Program in Iowa encourages fifth-grade students to write about the environment

This next generation will face the most direct impact from climate change, young people of color most of all. That is why the Iowa Youth Writing Project’s latest program, Writing on the Environment, is working to engage elementary schoolers in Iowa City with this reality.

On a field trip to the park at Cangleska Wakan in early May, students from Iowa City Community School District were tasked with composing nature journals, eco-poems, and nonfiction about their experience.
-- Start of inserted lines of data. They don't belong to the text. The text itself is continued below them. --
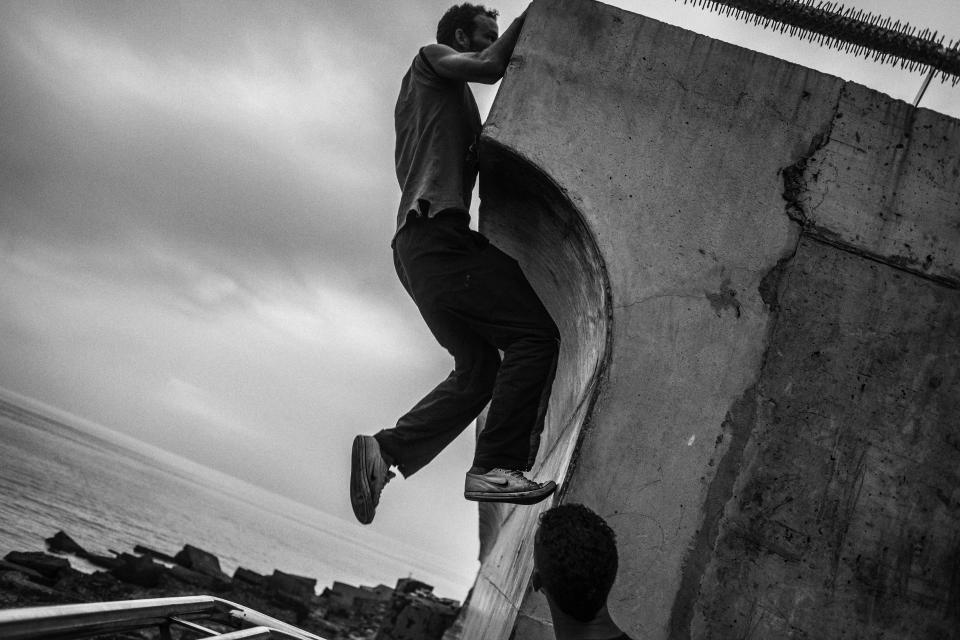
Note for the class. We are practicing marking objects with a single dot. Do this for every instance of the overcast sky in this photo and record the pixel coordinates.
(196, 205)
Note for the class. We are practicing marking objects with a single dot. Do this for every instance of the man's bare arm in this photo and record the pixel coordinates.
(485, 66)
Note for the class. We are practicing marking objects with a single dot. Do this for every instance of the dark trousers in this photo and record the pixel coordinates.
(476, 302)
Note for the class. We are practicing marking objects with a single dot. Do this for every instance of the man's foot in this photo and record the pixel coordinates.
(505, 485)
(369, 473)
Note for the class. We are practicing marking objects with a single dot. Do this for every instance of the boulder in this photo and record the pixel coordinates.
(45, 564)
(200, 561)
(249, 577)
(104, 562)
(298, 588)
(138, 570)
(195, 578)
(60, 541)
(417, 615)
(153, 553)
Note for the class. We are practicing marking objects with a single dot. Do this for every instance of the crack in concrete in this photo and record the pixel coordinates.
(741, 419)
(795, 192)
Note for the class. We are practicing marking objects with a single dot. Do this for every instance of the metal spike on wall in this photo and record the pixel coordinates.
(853, 30)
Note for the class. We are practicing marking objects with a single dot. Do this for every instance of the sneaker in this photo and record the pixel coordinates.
(505, 485)
(369, 473)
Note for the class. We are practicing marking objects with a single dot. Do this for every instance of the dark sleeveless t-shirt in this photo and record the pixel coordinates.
(438, 128)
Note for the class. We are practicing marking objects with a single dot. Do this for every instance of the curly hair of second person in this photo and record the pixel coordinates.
(461, 17)
(576, 559)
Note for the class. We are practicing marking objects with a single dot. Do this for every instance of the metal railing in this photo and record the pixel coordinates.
(164, 614)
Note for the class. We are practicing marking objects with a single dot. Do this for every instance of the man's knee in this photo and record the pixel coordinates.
(480, 374)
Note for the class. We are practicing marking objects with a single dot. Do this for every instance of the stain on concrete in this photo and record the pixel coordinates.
(737, 428)
(725, 298)
(843, 519)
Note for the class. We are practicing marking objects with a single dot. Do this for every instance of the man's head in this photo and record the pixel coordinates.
(468, 27)
(575, 560)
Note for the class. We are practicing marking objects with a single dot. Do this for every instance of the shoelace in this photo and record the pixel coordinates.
(518, 475)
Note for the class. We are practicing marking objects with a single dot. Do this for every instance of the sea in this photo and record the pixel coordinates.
(110, 494)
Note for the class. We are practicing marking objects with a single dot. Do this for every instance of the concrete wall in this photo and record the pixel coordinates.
(772, 424)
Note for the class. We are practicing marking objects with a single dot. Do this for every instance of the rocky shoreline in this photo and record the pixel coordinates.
(408, 611)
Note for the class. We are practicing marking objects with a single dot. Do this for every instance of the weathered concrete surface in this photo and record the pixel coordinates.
(844, 521)
(745, 213)
(533, 221)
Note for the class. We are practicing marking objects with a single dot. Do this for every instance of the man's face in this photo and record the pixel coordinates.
(484, 33)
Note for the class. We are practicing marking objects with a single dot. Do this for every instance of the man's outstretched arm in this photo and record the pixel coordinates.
(485, 66)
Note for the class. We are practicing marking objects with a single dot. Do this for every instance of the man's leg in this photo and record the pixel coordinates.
(426, 252)
(443, 414)
(498, 304)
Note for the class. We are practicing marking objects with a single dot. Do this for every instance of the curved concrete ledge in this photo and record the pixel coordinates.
(754, 266)
(525, 213)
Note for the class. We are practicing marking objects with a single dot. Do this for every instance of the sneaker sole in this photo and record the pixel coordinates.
(360, 498)
(513, 497)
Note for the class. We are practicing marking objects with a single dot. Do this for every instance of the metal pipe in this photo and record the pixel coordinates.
(85, 620)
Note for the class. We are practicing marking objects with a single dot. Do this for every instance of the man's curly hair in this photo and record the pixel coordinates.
(461, 17)
(576, 556)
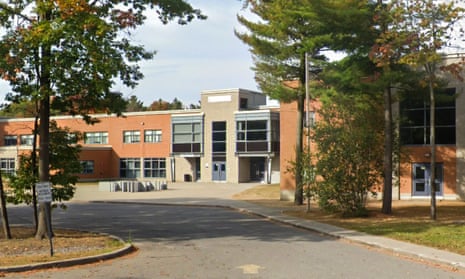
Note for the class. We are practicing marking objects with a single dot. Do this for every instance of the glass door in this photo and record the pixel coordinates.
(422, 179)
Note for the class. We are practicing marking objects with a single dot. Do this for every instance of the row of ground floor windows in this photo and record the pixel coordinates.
(152, 167)
(156, 168)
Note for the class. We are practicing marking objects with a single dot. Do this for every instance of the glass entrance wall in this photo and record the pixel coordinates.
(421, 179)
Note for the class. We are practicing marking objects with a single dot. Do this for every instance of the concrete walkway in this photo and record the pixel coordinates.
(220, 194)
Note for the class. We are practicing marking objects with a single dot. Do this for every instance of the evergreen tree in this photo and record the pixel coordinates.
(288, 32)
According to the Iowa City Press-Citizen, “It was part of the Iowa Youth Writing Project’s new program, Writing on the Environment, which invites students to write about the subject through lessons and exploration.” Three schools were selected for this initiative based upon their student populations who “may have higher economic need and those with more students of color,” since “‘communities of color are more affected by issues of climate change'” and “‘if we want to make a difference, make inroads in addressing those problems, we need to make sure that those communities are involved in finding solutions,'” says Patrick Snyder, elementary science and social studies coordinator with ICCSD.
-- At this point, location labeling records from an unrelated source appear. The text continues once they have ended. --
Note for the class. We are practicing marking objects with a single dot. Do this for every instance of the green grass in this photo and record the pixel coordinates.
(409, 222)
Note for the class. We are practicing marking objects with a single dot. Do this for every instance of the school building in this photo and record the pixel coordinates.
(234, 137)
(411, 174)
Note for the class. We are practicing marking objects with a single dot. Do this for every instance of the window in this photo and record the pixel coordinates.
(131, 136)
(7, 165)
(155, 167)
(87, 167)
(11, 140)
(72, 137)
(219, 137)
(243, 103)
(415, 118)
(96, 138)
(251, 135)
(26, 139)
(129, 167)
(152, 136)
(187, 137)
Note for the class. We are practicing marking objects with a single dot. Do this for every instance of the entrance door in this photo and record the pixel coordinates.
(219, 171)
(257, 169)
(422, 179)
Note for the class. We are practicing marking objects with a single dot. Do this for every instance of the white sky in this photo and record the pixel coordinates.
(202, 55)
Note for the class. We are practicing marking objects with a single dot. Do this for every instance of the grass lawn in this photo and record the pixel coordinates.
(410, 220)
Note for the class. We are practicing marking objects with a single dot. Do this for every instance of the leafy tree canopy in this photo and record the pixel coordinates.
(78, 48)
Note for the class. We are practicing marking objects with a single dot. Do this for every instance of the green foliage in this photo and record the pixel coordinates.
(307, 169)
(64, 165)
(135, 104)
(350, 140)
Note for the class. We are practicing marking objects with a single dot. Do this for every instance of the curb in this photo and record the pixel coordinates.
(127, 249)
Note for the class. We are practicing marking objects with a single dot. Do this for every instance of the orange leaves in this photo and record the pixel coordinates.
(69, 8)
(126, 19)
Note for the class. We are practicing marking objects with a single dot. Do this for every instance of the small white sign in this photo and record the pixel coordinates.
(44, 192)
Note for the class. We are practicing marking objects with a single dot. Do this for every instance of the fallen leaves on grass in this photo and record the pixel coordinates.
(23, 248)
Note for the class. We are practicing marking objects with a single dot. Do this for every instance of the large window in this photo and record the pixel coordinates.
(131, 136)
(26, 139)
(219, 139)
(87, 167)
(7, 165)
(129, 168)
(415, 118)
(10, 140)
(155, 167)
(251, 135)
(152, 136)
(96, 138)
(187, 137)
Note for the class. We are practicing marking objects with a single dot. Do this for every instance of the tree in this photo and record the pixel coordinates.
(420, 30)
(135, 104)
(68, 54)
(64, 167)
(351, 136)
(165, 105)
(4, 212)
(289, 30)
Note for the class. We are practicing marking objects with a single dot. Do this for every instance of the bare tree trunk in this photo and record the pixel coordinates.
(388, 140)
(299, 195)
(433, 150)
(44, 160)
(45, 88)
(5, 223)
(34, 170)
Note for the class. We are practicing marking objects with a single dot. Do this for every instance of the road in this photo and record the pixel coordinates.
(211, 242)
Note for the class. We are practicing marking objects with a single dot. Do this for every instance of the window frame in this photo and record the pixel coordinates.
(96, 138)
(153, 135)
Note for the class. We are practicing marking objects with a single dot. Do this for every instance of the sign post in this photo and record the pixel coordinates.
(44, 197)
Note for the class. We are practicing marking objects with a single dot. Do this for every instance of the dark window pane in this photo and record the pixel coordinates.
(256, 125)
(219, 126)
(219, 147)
Everyone reading this should applaud the IYWP for recognizing the intersection between science, literature, and social studies, as well as how critical that overlap is to inspiring meaningful action. Indeed, Melanie Hester, a fifth grade teacher at Alexander Elementary School for the past seven years, “observed how one of her students, who has ‘barely’ spoken throughout the year, ended up leading his group through the trail and back to its meeting spot.” With this kind of encouragement, children like that can grow up empowered to overcome otherwise insurmountable challenges for the good of all.